In this case, the parties had included certain issues which were, when properly analysed, issues of law or construction of agreed actions. The only documents that would be relevant to those issues were the documents already produced on initial disclosure (ie the contracts and the pleaded letters and emails). While such issues would properly appear in the list of issues for trial, there was no reason they should appear in the list of Issues for Disclosure.

In this case, the Chancellor said, there were really only three Issues for Disclosure: (1) what was the commercial relationship between the first and second claimant and how and when did the second succeed the first as the trading entity engaging the defendant; (2) what did the defendant do that was in breach of his obligations to the claimants; and (3) what losses did one or other of the claimants suffer as a result of those breaches?
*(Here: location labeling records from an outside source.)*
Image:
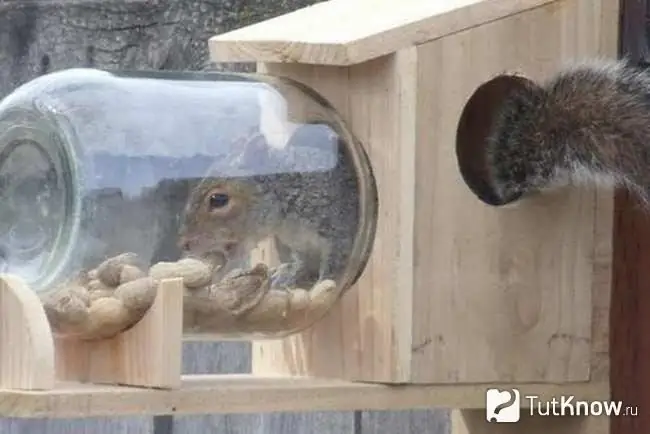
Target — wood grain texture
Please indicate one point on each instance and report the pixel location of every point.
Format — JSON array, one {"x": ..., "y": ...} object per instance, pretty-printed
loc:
[
  {"x": 527, "y": 273},
  {"x": 148, "y": 354},
  {"x": 26, "y": 344},
  {"x": 308, "y": 36},
  {"x": 456, "y": 291},
  {"x": 245, "y": 393}
]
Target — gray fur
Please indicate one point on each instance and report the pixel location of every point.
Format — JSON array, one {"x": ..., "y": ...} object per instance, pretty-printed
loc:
[
  {"x": 589, "y": 123},
  {"x": 306, "y": 197}
]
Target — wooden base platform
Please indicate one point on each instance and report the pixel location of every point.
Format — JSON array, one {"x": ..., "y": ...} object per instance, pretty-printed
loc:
[{"x": 205, "y": 394}]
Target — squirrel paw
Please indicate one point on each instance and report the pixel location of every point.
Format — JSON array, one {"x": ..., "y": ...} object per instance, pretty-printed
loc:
[{"x": 283, "y": 276}]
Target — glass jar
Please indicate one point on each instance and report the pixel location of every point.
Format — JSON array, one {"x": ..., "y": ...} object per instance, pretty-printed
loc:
[{"x": 113, "y": 181}]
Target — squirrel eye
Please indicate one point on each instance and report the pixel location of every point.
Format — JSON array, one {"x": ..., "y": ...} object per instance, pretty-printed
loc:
[{"x": 218, "y": 200}]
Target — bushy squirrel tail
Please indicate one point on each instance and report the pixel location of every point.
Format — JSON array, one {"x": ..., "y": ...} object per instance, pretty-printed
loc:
[{"x": 589, "y": 123}]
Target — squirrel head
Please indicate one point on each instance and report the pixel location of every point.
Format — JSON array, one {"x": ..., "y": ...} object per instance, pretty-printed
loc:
[
  {"x": 229, "y": 212},
  {"x": 225, "y": 217}
]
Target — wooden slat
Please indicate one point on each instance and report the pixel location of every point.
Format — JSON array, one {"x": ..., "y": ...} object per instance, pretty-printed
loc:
[
  {"x": 204, "y": 394},
  {"x": 343, "y": 32}
]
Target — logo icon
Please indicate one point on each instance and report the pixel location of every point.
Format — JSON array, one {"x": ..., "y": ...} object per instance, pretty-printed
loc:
[{"x": 502, "y": 405}]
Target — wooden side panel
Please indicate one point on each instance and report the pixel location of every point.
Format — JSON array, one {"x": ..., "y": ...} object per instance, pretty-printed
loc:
[{"x": 503, "y": 294}]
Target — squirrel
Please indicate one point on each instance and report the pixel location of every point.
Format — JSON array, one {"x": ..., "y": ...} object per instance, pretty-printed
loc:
[
  {"x": 588, "y": 124},
  {"x": 264, "y": 192}
]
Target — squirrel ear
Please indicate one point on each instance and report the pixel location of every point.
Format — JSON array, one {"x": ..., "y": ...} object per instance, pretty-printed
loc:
[{"x": 254, "y": 150}]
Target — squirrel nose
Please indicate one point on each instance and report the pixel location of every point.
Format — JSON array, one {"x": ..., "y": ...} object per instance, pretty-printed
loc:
[{"x": 184, "y": 243}]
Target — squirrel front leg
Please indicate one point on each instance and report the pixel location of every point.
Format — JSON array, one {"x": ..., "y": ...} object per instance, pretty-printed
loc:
[{"x": 286, "y": 275}]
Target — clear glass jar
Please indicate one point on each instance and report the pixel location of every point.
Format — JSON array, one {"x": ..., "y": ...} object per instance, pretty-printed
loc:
[{"x": 112, "y": 181}]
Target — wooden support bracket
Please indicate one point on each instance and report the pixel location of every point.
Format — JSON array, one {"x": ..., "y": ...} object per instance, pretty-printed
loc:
[{"x": 149, "y": 354}]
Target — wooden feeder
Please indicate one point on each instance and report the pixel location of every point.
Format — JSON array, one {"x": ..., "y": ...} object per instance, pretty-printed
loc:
[{"x": 457, "y": 296}]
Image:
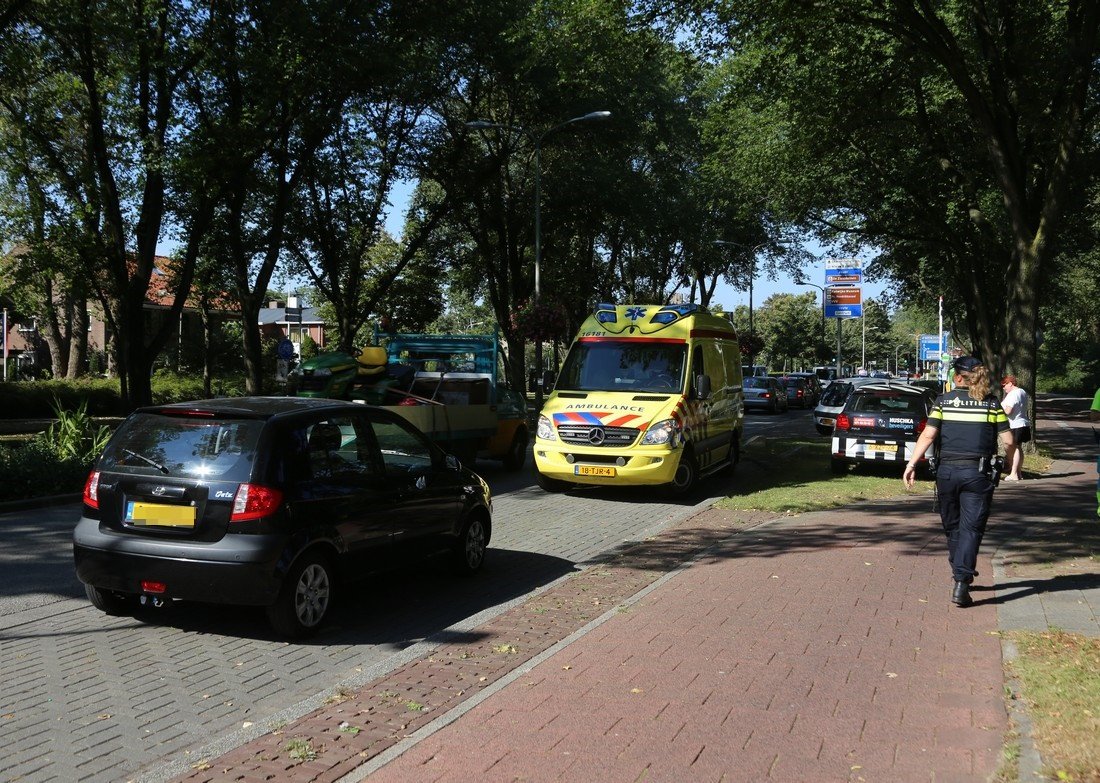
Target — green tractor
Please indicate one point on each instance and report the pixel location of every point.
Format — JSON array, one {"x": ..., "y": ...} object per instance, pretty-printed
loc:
[{"x": 450, "y": 386}]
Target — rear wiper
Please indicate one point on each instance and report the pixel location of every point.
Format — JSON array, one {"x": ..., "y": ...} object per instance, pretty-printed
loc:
[{"x": 144, "y": 459}]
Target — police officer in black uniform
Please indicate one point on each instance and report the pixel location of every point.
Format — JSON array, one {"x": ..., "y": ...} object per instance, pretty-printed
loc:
[{"x": 967, "y": 422}]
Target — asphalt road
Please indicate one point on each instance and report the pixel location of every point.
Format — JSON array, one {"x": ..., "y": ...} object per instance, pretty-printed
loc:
[{"x": 96, "y": 698}]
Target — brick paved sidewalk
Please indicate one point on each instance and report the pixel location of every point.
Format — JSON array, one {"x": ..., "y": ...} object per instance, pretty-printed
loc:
[
  {"x": 820, "y": 647},
  {"x": 815, "y": 647},
  {"x": 735, "y": 647}
]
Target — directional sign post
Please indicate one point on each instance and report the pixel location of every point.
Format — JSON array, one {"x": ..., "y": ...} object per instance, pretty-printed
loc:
[
  {"x": 844, "y": 301},
  {"x": 843, "y": 272}
]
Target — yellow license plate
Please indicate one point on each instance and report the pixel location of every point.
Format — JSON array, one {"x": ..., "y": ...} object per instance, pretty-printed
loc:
[
  {"x": 161, "y": 515},
  {"x": 593, "y": 471}
]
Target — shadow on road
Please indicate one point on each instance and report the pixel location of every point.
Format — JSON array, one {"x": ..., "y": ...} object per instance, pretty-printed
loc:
[{"x": 394, "y": 609}]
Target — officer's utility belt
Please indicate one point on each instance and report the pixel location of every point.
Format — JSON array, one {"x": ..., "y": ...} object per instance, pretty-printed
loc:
[
  {"x": 965, "y": 461},
  {"x": 989, "y": 465}
]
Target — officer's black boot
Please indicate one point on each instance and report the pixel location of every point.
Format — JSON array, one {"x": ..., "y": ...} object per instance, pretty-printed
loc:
[{"x": 960, "y": 596}]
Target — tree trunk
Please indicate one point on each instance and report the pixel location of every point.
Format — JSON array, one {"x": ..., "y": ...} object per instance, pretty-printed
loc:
[
  {"x": 253, "y": 343},
  {"x": 78, "y": 337}
]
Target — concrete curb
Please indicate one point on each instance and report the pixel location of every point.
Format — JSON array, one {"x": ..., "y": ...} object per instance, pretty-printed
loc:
[{"x": 1030, "y": 762}]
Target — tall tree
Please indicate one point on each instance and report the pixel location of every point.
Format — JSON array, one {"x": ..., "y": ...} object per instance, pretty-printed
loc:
[
  {"x": 947, "y": 134},
  {"x": 94, "y": 88}
]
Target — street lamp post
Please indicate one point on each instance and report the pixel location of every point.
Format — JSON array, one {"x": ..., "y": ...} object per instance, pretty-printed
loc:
[
  {"x": 801, "y": 282},
  {"x": 485, "y": 124},
  {"x": 864, "y": 363}
]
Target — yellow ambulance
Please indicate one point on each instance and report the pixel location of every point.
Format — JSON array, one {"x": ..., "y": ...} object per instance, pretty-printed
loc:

The Chancellor commented that, in many cases, the Issues for Disclosure need not be numerous, detailed or complicated. They will almost never include legal issues, or factual issues that are already capable of being fairly resolved from the documents available on initial disclosure. They also have an important function beyond the CMC, as they enable the document review to be conducted in an orderly and principled manner:

“Under standard disclosure, the test was whether a document supported or adversely affected a party’s ‘case’. This was far too general. Under the Disclosure Pilot the reviewer has defined issues against which documents can be considered. The review should be a far more clinical exercise.”

2. The approach to choosing between disclosure models

The Chancellor demonstrated how the process of choosing between disclosure models should be approached using examples from the present case. On the first issue identified above, ie how and when the second claimant succeeded the first claimant as the trading entity engaging the defendant, the Chancellor commented that the takeover of the first claimant had plainly been a complex and longwinded affair which no doubt generated much documentation, most of which would be irrelevant to the present dispute. That issue was, he said, a classic one for model C (ie request-led search-based disclosure).
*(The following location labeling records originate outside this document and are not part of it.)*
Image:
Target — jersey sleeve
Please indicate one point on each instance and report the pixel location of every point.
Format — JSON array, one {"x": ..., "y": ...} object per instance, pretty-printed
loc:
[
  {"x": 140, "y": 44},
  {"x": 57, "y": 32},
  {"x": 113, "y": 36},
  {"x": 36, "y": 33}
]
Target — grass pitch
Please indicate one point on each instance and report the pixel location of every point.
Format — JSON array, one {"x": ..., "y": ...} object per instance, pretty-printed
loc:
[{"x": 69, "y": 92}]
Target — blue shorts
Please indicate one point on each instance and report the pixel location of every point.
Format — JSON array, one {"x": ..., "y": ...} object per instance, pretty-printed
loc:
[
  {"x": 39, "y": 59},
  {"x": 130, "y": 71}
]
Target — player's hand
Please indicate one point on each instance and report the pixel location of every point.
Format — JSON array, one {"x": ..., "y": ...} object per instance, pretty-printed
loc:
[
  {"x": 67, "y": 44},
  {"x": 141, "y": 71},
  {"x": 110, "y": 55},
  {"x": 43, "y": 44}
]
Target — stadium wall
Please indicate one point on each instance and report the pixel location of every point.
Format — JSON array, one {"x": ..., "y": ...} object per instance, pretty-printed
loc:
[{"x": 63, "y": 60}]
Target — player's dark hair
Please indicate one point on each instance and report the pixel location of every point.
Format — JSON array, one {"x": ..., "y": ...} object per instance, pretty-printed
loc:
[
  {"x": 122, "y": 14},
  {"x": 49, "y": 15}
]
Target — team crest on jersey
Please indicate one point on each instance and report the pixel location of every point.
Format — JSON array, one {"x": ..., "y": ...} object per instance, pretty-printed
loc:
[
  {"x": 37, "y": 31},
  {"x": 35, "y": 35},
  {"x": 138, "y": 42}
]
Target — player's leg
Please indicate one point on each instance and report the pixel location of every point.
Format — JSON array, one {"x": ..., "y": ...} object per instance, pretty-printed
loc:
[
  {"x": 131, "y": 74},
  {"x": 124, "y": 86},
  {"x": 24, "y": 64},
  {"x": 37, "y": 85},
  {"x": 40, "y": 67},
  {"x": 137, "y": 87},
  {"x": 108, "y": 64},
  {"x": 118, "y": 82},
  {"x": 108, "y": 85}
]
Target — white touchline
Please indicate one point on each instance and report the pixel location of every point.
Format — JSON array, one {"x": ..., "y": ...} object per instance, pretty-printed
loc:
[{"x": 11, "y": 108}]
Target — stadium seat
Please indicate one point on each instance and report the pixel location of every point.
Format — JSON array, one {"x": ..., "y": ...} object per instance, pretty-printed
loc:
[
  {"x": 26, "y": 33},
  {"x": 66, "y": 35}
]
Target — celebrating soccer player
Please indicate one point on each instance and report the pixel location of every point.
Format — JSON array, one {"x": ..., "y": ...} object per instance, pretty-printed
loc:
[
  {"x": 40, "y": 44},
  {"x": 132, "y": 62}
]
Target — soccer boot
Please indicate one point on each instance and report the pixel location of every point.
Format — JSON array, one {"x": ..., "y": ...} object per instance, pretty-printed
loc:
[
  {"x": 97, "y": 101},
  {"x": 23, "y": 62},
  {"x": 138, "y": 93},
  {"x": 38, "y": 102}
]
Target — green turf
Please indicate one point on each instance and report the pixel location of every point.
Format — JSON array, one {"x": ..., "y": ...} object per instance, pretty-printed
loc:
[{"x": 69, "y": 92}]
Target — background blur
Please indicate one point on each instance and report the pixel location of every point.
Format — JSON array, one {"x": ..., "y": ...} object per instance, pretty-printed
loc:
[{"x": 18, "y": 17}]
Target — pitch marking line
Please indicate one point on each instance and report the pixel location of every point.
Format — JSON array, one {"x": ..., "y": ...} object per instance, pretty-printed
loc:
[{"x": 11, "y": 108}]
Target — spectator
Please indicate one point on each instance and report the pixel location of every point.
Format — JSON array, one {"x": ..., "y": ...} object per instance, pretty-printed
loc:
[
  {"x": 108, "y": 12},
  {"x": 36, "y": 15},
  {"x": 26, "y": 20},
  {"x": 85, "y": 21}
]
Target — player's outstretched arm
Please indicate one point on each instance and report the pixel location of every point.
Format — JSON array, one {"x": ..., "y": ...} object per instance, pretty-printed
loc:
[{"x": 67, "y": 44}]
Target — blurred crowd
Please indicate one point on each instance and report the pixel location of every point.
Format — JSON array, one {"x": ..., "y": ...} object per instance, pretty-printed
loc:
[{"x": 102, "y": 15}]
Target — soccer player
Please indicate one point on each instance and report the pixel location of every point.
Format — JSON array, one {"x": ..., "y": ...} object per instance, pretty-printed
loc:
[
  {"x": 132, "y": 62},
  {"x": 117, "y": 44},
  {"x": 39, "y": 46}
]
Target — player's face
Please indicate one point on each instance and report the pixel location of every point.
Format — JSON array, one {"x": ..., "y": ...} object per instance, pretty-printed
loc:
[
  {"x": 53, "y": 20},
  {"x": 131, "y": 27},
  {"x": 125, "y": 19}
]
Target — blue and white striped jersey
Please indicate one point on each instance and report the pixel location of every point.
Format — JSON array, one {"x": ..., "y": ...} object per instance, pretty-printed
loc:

In relation to questions of breach, the parties had proposed a variety of model C and model D (ie narrow search-based disclosure) for the five breach issues they had identified. That approach, the Chancellor said, over-complicated the process. The simplest and most appropriate course was to agree model D disclosure for the breach issue(s), since that made up the central nub of the dispute. The same went for the loss issue. Much time and expense would have been saved if the parties had approached their task in this way.

3. Cooperation between the parties

The Chancellor said he had no intention of criticising the parties in this case, but wished to emphasise the need for a high level of cooperation between the parties and their representatives in agreeing the Issues for Disclosure and completing the DRD. The Disclosure Pilot is built on cooperation as its terms make clear. He added:

“It is clear that some parties to litigation in all areas of the Business and Property Courts have sought to use the Disclosure Pilot as a stick with which to beat their opponents. Such conduct is entirely unacceptable, and parties can expect to be met with immediately payable adverse costs orders if that is what has happened. No advantage can be gained by being difficult about the agreement of Issues for Disclosure or of a DRD, and I would expect judges at all levels to be astute to call out any parties that fail properly to cooperate as the Disclosure Pilot requires.”

The content of this article is intended to provide a general guide to the subject matter. Specialist advice should be sought about your specific circumstances.